Reported by Clare Hennig
Former asylum-seeker Jose Figueroa appeared in court yesterday morning to dispute the Canadian Border Services Agency’s labeling him as a terrorist.
Figueroa immigrated to Canada from El Salvador after the Salvadoran Civil War and claimed refugee status in 1997. After 13 years of living and raising his three children in Langley, Canadian immigration decided in May 2010 that Figueroa was inadmissible to the country because of his connection with an alleged terrorist organization in El Salvador. He asked for his name to be cleared in his court appearance.
“I am not a terrorist,” Figueroa said, during the judicial review hearing. “Was I a threat to Canada? Was I illegally in Canada?”
Figueroa was granted permanent residency in Canada on compassionate grounds in December 2015, after living in a church in Langley for more than two years, seeking asylum from deportation.
Canadian government deemed Figueroa a security threat
Figueroa had been issued a work visa and had valid paperwork at the time his deportation was ordered. The CBSA deemed Figueroa to be a security threat because of his ties to the Farabundo Martí National Liberation Front (FMLN) as a student in the 1980s. The FMLN was voted into government power in El Salvador in 2009.

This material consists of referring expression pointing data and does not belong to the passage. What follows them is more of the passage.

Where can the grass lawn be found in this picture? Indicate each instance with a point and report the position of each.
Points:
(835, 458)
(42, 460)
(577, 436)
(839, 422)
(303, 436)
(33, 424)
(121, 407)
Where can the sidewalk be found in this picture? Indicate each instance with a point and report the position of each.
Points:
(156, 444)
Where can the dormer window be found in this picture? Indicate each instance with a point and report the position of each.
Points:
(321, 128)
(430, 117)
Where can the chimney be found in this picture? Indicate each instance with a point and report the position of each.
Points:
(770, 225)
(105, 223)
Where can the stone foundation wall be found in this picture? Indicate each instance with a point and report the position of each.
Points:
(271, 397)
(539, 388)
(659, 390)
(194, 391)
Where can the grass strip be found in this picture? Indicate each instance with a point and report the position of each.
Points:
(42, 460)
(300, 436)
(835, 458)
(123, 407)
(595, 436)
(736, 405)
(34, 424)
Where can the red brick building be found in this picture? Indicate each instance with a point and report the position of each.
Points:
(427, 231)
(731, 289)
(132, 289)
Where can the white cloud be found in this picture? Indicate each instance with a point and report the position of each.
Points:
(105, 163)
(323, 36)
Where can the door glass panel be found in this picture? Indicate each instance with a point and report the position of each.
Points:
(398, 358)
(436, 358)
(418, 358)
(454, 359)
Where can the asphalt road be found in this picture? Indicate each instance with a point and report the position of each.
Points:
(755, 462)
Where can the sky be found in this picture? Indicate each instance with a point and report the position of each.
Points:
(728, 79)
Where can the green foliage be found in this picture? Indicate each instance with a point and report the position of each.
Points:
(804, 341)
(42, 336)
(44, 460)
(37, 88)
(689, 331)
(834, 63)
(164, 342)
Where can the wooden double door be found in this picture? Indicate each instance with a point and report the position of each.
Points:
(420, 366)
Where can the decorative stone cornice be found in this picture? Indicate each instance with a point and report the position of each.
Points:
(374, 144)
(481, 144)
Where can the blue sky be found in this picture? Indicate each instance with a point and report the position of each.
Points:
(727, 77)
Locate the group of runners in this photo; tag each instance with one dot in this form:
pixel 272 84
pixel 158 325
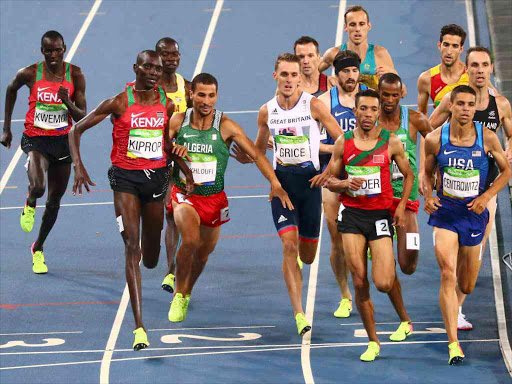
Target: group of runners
pixel 342 143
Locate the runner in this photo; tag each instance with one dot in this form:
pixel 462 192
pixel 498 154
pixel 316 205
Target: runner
pixel 57 97
pixel 207 134
pixel 458 213
pixel 492 112
pixel 294 116
pixel 364 156
pixel 178 90
pixel 139 175
pixel 375 60
pixel 340 101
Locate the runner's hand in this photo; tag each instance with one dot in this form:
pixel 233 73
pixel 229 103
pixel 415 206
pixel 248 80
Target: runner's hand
pixel 180 151
pixel 478 204
pixel 280 193
pixel 239 155
pixel 6 139
pixel 432 204
pixel 81 179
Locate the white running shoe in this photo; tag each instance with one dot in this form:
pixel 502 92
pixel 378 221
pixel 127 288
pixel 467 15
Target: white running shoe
pixel 462 323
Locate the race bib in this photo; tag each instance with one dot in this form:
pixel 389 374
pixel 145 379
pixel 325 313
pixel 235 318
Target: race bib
pixel 51 116
pixel 203 167
pixel 145 143
pixel 460 183
pixel 292 150
pixel 371 175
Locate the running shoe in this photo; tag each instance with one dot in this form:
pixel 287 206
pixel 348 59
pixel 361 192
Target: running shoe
pixel 404 330
pixel 462 323
pixel 344 309
pixel 456 354
pixel 372 352
pixel 168 283
pixel 38 265
pixel 141 339
pixel 177 312
pixel 27 218
pixel 302 324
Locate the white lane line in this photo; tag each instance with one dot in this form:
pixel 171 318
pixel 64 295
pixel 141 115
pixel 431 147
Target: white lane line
pixel 498 296
pixel 68 58
pixel 40 333
pixel 279 348
pixel 208 38
pixel 107 357
pixel 470 17
pixel 310 310
pixel 111 202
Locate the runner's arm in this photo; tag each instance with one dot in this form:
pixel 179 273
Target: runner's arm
pixel 77 107
pixel 441 113
pixel 23 77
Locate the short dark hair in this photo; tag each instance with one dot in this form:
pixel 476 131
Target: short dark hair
pixel 52 35
pixel 303 40
pixel 478 49
pixel 287 57
pixel 390 78
pixel 356 8
pixel 367 93
pixel 346 54
pixel 453 29
pixel 461 89
pixel 166 40
pixel 204 78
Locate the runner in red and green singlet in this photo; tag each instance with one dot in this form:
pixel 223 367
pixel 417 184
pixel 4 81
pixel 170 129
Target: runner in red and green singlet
pixel 57 96
pixel 364 157
pixel 139 175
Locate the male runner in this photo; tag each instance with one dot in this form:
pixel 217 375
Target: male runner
pixel 294 116
pixel 458 213
pixel 492 112
pixel 57 96
pixel 178 90
pixel 207 134
pixel 340 101
pixel 365 155
pixel 375 60
pixel 139 175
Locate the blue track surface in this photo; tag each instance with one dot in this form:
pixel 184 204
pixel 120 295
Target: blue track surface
pixel 242 290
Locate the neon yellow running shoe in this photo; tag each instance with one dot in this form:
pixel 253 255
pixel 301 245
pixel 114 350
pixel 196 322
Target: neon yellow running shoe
pixel 456 354
pixel 302 324
pixel 27 218
pixel 141 339
pixel 344 309
pixel 38 265
pixel 168 283
pixel 404 330
pixel 177 312
pixel 372 352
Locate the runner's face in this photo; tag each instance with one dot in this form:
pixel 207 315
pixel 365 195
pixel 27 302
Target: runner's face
pixel 367 112
pixel 309 58
pixel 288 78
pixel 450 49
pixel 390 95
pixel 357 27
pixel 148 71
pixel 479 69
pixel 170 55
pixel 204 98
pixel 348 78
pixel 53 51
pixel 463 108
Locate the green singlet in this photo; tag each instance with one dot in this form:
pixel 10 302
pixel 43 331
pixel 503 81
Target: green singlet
pixel 209 154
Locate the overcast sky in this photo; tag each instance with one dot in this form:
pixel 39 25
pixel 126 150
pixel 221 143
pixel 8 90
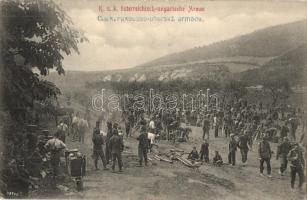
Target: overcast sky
pixel 124 45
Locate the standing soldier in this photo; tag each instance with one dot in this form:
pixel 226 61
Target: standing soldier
pixel 216 125
pixel 97 148
pixel 206 128
pixel 109 135
pixel 55 146
pixel 128 127
pixel 63 130
pixel 265 154
pixel 282 152
pixel 243 145
pixel 232 150
pixel 284 131
pixel 296 158
pixel 116 146
pixel 143 146
pixel 204 151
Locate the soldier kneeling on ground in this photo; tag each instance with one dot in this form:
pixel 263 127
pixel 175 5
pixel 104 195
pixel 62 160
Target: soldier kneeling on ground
pixel 193 155
pixel 217 160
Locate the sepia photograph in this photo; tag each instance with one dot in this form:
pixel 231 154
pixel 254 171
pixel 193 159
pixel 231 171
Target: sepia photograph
pixel 153 99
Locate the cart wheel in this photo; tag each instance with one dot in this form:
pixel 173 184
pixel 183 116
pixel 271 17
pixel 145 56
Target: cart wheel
pixel 79 185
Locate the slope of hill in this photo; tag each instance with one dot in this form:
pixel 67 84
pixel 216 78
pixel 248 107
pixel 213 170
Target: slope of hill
pixel 274 52
pixel 291 66
pixel 268 42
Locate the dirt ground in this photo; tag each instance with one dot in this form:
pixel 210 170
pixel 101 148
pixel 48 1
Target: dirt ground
pixel 162 180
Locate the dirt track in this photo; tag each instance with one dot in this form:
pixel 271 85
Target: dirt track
pixel 161 180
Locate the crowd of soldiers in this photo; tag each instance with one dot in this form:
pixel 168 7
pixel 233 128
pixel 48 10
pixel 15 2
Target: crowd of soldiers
pixel 242 123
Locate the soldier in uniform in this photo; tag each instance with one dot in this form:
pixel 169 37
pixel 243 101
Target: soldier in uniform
pixel 204 151
pixel 97 148
pixel 232 150
pixel 143 146
pixel 296 158
pixel 55 147
pixel 265 154
pixel 116 146
pixel 282 152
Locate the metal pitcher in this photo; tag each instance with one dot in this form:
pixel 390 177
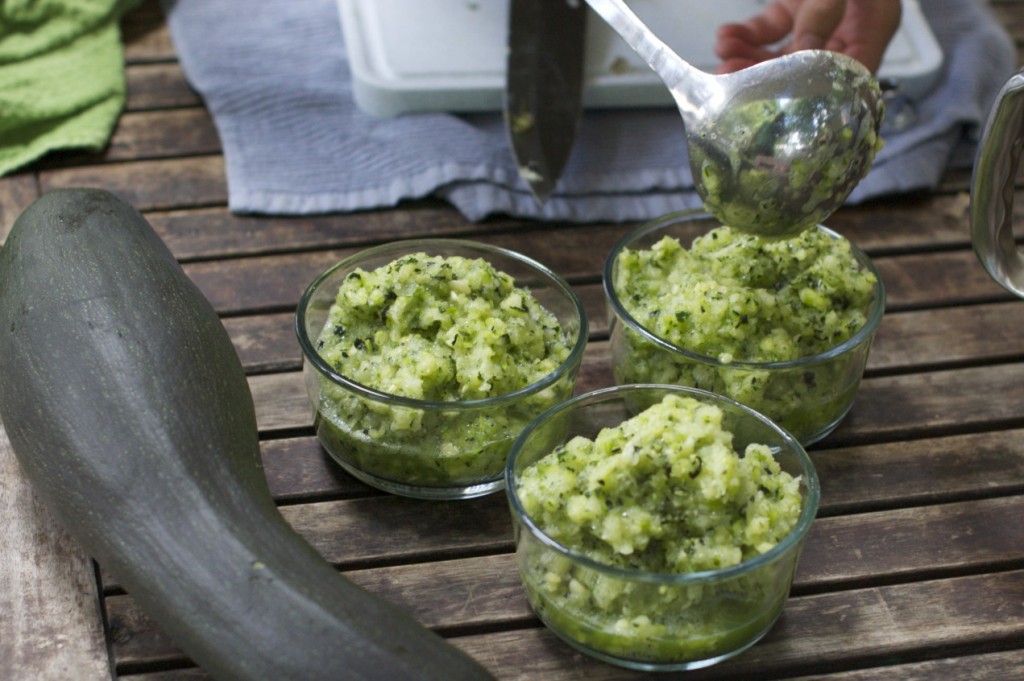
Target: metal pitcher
pixel 992 187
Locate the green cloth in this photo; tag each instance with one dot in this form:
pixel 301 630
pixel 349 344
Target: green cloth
pixel 61 76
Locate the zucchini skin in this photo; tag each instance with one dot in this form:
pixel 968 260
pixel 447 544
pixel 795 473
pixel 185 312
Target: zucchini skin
pixel 129 412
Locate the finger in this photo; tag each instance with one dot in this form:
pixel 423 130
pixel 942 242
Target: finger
pixel 815 22
pixel 733 48
pixel 775 23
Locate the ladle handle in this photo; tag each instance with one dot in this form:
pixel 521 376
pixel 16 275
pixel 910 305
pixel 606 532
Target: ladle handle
pixel 662 58
pixel 992 188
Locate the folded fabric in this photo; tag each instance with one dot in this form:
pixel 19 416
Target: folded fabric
pixel 279 87
pixel 61 76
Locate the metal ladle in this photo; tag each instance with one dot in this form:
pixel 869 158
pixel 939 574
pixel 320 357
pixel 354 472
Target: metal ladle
pixel 776 147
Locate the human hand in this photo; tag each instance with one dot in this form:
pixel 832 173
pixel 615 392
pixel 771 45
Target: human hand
pixel 860 29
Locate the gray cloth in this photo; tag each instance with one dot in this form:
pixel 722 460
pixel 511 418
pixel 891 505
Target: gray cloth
pixel 274 76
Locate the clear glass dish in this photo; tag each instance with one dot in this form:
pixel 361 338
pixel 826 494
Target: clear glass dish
pixel 808 395
pixel 424 449
pixel 643 620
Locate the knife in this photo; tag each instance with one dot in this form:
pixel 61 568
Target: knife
pixel 544 87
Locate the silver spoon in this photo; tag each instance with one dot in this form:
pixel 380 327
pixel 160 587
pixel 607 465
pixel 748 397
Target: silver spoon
pixel 776 147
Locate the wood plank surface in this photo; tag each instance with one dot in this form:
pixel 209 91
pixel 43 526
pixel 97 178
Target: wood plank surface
pixel 913 568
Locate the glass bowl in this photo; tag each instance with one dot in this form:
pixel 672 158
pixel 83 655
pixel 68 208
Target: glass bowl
pixel 431 449
pixel 653 621
pixel 809 395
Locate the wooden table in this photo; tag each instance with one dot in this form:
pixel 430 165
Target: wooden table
pixel 914 567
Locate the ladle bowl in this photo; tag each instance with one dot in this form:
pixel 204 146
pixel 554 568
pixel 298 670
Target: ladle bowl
pixel 774 149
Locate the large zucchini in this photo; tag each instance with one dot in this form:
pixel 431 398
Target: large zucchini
pixel 130 414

Federal Court Justice Yvan Roy said during the hearing that the FMLN is considered a terrorist organization by Canadian immigration because of the violent tactics it has used. Figueroa had never denied his membership to the court.
Figueroa said this case involves more than just him as an individual because it implicates all Salvadorans who have moved to Canada.
“Is the president of El Salvador inadmissible to Canada because of his association with The FMLN?” Figueroa asked Roy.
Salvadorians will be affected by court’s decision
After the hearing, Figueroa’s wife Ivania Figueroa said the proceedings have taken a toll on her family, but the fight has been worth it.
“We’re hoping for a better result, not only for my family but for other people too,” said Ivania. “It’s very hard to go through all this. It’s so complicated and there’s no way other people could do this fight, especially if they are not knowledgeable in English.”
Figueroa thinks the issue has not been fairly resolved yet.
“I think you are asking for something that the law does not allow, the matter has been heard already,” said Roy. “You may carry this is in your mind and think the issue is not resolved, but I am in the business of the law.”
Roy did not specify an exact date for a final decision but does not expect it to be made until after December.